Stella McCartney and Ellen MacArthur call: stop the waste
Today, Ellen MacArthur and Stella McCartney co-host the launch of the Ellen MacArthur Foundation’s new report “A new textiles economy: Redesigning fashion’s future” in London. The report, created by the Circular Fibres Initiative, calls for the fashion industry to adopt this new vision and create cross industry collaborations to achieve it.
Clothes are an everyday necessity, and for many an important expression of individuality. Yet the industry’s current take-make-dispose model is the root cause of many environmental impacts and substantial economic value loss.
As the Ellen MacArthur Foundation’s report “A new textiles economy: Redesigning fashion’s future” shows, every second, the equivalent of one garbage truck of textiles is landfilled or burned. An estimated USD 500 billion value is lost every year due to clothing that’s barely worn and rarely recycled. If nothing changes, by 2050 the fashion industry will use up a quarter of the world’s carbon budget. As well as being wasteful, the industry is polluting: clothes release half a million tonnes of microfibres into the ocean every year, equivalent to more than 50 billion plastic bottles. Microfibres are likely impossible to clean up and can enter food chains. So, now, and not tomorrow, it is time for clothes to be designed differently, worn for longer and recycled as much as possible.
“The Ellen MacArthur Foundation’s report ‘A new textiles economy: Redesigning fashion’s future’ presents an ambitious vision of a new system, based on circular economy principles, that offers benefits to the economy, society, and the environment. We need the whole industry to rally behind it.” – Ellen MacArthur.
The report presents a positive new vision for a system that works, and summons the creative power of the fashion industry to build it. In a new textiles economy clothes would be designed to last longer, be worn more and be easily rented or resold and recycled, and would not release toxins or pollution. Exploring new materials, pioneering business models, harnessing the power of design, and finding ways to scale better technologies and solutions are all needed to create a new textiles economy.
Sad information to have in mind
Just to let you know, currently, customers purchase more clothing than they will use and are quick to throw garments away after use. Worldwide, clothing utilisation – the average number of times a garment is worn before it ceases to be used – has decreased by 36% compared to 15 years ago.

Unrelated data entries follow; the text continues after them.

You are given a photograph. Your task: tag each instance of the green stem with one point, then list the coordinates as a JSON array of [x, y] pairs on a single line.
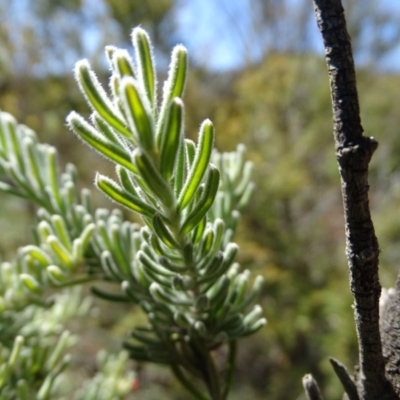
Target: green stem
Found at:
[[208, 370], [230, 367]]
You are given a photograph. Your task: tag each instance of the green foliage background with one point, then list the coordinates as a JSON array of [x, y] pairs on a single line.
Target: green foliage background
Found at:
[[292, 233]]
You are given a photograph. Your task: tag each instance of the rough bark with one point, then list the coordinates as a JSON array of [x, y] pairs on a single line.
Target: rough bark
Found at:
[[354, 152], [390, 332]]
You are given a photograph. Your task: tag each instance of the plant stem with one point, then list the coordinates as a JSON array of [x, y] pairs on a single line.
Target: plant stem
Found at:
[[354, 152]]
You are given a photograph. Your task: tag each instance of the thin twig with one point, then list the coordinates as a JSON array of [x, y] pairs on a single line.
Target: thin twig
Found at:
[[345, 379], [311, 388], [354, 151]]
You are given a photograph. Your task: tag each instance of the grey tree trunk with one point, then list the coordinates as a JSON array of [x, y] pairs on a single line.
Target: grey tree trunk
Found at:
[[378, 374]]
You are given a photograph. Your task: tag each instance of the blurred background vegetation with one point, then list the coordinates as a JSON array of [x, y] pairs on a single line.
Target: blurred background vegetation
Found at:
[[273, 95]]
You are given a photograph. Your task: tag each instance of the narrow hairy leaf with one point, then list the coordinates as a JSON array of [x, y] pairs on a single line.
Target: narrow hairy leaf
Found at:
[[138, 113], [190, 147], [38, 254], [153, 178], [104, 146], [200, 164], [122, 63], [97, 97], [207, 198], [60, 251], [145, 63], [31, 283], [52, 178], [172, 138], [164, 233], [61, 231], [199, 230], [121, 196], [34, 164], [174, 86], [180, 170]]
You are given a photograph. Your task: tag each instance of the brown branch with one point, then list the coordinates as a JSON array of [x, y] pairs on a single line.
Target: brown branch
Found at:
[[311, 388], [345, 379], [354, 151]]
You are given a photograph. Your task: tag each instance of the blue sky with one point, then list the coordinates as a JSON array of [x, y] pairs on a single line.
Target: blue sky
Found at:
[[219, 34]]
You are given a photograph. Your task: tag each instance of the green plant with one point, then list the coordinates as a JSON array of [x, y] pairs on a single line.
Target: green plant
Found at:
[[178, 265]]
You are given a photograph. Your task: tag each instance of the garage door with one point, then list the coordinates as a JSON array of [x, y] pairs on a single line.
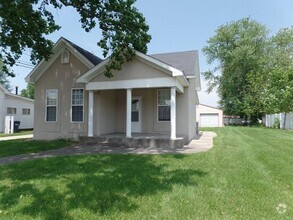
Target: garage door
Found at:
[[209, 120]]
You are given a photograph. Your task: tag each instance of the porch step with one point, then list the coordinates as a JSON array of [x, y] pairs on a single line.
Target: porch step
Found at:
[[135, 142]]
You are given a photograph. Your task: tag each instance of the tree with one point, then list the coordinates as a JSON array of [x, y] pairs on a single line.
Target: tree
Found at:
[[28, 92], [3, 78], [238, 49], [279, 83], [26, 23]]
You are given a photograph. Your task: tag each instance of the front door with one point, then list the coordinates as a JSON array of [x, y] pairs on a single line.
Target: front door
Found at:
[[136, 114]]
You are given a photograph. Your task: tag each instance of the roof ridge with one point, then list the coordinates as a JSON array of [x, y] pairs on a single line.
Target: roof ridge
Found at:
[[87, 54]]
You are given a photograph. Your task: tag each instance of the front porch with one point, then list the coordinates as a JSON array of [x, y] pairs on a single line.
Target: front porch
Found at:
[[138, 140]]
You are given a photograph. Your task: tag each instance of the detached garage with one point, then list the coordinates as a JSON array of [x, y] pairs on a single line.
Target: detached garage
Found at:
[[208, 116]]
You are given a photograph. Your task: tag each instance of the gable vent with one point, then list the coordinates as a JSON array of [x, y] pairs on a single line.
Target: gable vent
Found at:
[[65, 56]]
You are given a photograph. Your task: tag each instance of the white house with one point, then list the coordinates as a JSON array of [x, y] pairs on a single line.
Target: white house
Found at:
[[14, 105], [208, 116]]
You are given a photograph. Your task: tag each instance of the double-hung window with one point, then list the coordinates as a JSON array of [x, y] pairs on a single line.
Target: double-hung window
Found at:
[[164, 103], [51, 105], [77, 102]]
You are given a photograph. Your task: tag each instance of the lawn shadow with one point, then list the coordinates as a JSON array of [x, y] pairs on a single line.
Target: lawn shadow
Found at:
[[101, 184]]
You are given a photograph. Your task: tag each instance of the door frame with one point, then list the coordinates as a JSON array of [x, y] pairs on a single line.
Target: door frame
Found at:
[[139, 126]]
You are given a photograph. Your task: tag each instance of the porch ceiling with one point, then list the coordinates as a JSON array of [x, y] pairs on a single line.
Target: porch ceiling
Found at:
[[161, 82]]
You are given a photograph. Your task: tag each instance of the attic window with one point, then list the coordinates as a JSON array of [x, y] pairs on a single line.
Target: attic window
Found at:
[[65, 56]]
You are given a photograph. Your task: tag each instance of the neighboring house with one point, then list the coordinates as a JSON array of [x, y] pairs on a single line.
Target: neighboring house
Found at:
[[151, 94], [208, 116], [14, 105]]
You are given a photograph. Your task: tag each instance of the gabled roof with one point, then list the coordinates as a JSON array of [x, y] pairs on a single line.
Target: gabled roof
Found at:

What more? Oh, yes: “Less than 1% of material used to produce clothing is recycled into new clothing, representing a loss of more than USD 100 billion worth of materials each year”.
Another sad news: “The textiles industry relies mostly on non-renewable resources – 98 million tonnes in total per year – including oil to produce synthetic fibres, fertilisers to grow cotton, and chemicals to produce, dye, and nish fibres and textiles. Textiles production (including cotton farming) also uses around 93 billion cubic metres of water annually, contributing to problems in some water-scarce regions”.
More information: “Of the total fibre input used for clothing, 87% is landfilled or incinerated, representing a lost opportunity of more than USD 100 billion annually.The number of plastic microfibres entering the ocean between 2015 and 2050 could accumulate to an excess of 22 million tonnes. Material and water usage is set to become increasingly problematic”.
Calling on the entire fashion industry
Ellen MacArthur Foundation is calling on the entire industry to rally behind this new vision and to launch a new wave of cross-industry collaboration and innovation to achieve it. By presenting a clear understanding of the challenges faced and the economic opportunities, as well as practical levers for business, innovation and policy action, the New Textiles Economy report is a vital step in an industry-led approach to develop a global textiles system fit for the 21st Century.
“The report presents a roadmap for us to create better businesses and a better environment. It opens up the conversation that will allow us to find a way to work together to better our industry, for the future of fashion and for the future of the planet.”- Stella McCartney.